Michael was recognized as a White House Champion of Change in Community Resilience and Preparedness. 

Many of us enter policing thinking the profession is all about enforcing the law.  But by handling thousands of arrests and seeing the jails fill, one's perspective evolves.  For me, preventing crime before it happens, building public trust, and reducing unnecessary fear have become the most rewarding successes.   

New eCommunications systems have brought dramatic changes to the public.  They quickly adopted these new technologies and have invited the government to be a part of the socialmedia program.  Although the new systems presented great opportunities for law enforcement and emergency services, many felt it was too difficult, a fad, or that we needed to first develop a thick handbook of rules.  Chief executives successful in eCommunications either empower a “knowledge-worker” to lead, or a few lead it themselves.  Nationally, examples of excellence and innovations in eCommunications range from the Federal Emergency Management Agency to the American Red Cross and the International Association of Chiefs of Police Center for Social Media.  In 2009, Sheriff Leroy D. Baca empowered me to lead. 

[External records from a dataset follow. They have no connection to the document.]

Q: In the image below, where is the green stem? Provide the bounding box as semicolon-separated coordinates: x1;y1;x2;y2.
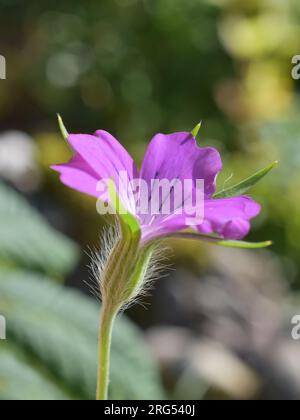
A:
96;305;116;401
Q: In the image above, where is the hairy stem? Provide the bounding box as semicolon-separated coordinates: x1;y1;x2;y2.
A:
96;305;117;401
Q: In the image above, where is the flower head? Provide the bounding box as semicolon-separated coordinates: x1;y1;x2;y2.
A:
52;130;260;244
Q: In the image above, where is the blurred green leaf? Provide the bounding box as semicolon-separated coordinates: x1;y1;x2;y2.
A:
213;161;278;198
0;343;70;400
0;183;79;277
0;269;163;399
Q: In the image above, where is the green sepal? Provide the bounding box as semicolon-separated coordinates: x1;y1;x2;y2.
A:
57;114;69;140
213;161;278;198
191;121;202;138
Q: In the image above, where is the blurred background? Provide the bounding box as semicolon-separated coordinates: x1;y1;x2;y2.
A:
0;0;300;399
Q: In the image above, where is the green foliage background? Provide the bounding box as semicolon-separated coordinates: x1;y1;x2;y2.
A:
0;0;300;399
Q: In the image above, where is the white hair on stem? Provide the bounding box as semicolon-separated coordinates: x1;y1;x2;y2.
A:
85;224;170;311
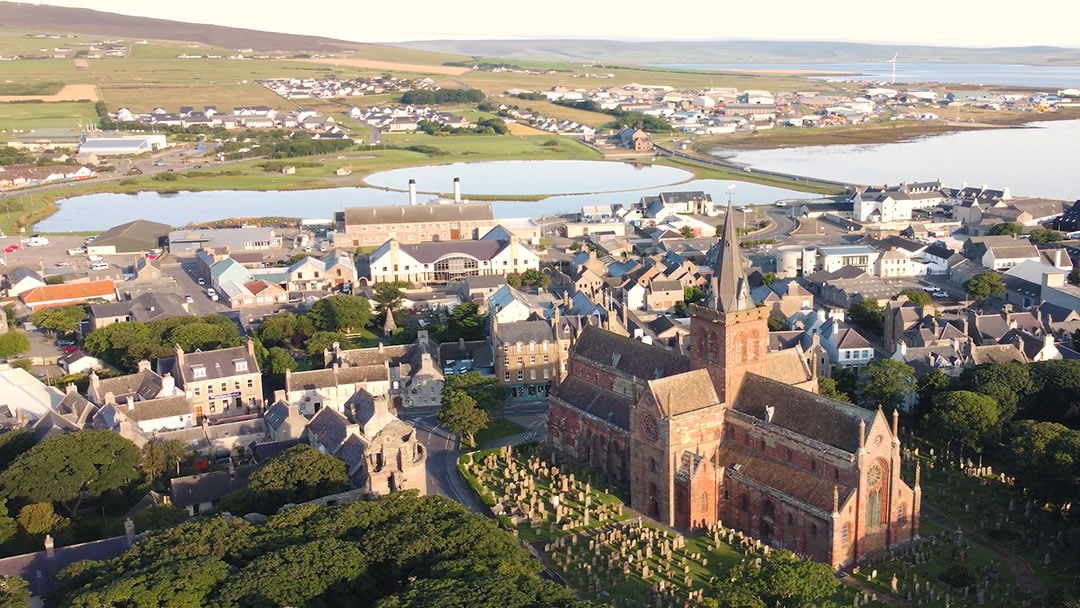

The Los Angeles County Sheriff’s Department (LASD) has worked to become online partners with the County’s 10 million residents, other policing and firefighting agencies, and emergency services.  The LASD website was redesigned with LASD Nixle text and email messaging, as well as Twitter, Facebook, YouTube, and Pinterest pages which were successfully implemented.  Because people, especially generationally, want information differently, over 100 LASD community-specific and topic-specific accounts were activated to complement LASD Headquarters messaging.

By working with the public – news media and emergency services agencies to use these systems for routine messaging and coordinating localized crises – we are also training ourselves for the inevitable bigger crises to come. 

To help make multi-agency participation easier, I have been awarded the privilege to make presentations to thousands of first responders at over 50 major conferences.  Meanwhile, we have provided 8-16 hours of formal training to over 1000 personnel from 150 agencies, including five foreign countries.  We accomplished this by working through the newly formed Electronic Communications Triage Unit of Sheriff's Headquarters Bureau (SHB eComm), California Peace Officers Association, and Peace Officers Association of Los Angeles County.  Through training and joint handling of actual incidents (eMutual Aid), we are an increasingly cohesive multi-agency crisis management team, with the public as key team members. 

These new ways to communicate and coordinate directly with the public were impossible just a few years ago. Yet now they seem to be everywhere.  By engaging the community, we are increasing public safety, preventing and solving crimes, and reducing fear.  Alongside many excellent leaders, I am proud to be a part of the change and the solution.

Captain Mike Parker is the lead Public Information Officer and Unit Commander of Sheriff’s Headquarters Bureau of the Los Angeles County Sheriff’s Department.